FIGURE 11.1: The process of creating a Sampling Distribution of Proportions.

  • The population distribution gives the values of the variable (proportion of red chips) for all the individuals in the population. In this case, that’s 50%.

  • The distribution of sample data shows the values of the variable (proportion of red chips) for the individuals in the sample. For each sample, we record a value for the statistic \(\hat{p}\).

  • Finally, we collect the values of \(\hat{p}\) from all possible samples of the same size, and display them in the sampling distribution.

Be careful! The population distribution and the distribution of sample data describe individuals. A sampling distribution describes how a statistic varies in many samples from the population.

Notice that, in this example, we are calculating proportions, rather than means. We use proportions because we are using categorical data, rather than quantitative data, and you can’t calculate the average of blue and red.

It turns out that this still follows the same laws of the central limit theorem! However, instead of the mean of the sample means being equal to the true population mean, the mean of the sample proportions equals to the true population proportion. While the mean of any sampling distribution is a statistic, if that statistic equals to the population parameter, we call it an unbiased estimator.

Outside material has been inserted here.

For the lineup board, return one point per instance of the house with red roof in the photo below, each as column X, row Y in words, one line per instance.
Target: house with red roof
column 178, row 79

11.5.1 The Sampling Distribution of Sample Proportions

Choose a SRS of size n from a population with proportion p of successes. Let \(\hat{p}\) be the sample proportion of successes. If the sample’s size \(n\) is less than 10% of the population, then the distributions of sample proportions \(\hat{p}\) will be approximately Normal, even if the population is not.

  • The distribution of sample proportions \(\hat{p}\) will center at \(p\). In other words, \(\mu_\hat{p} = p\).

  • The distribution of sample proportions will have a standard deviation of \(\sigma_\hat{p}=\sqrt{\frac{p(1-p)}{n}}\), where \(p\) is the true proportion parameter.

Now that we have a better understanding of sampling distributions, we can move onto Confidence Intervals.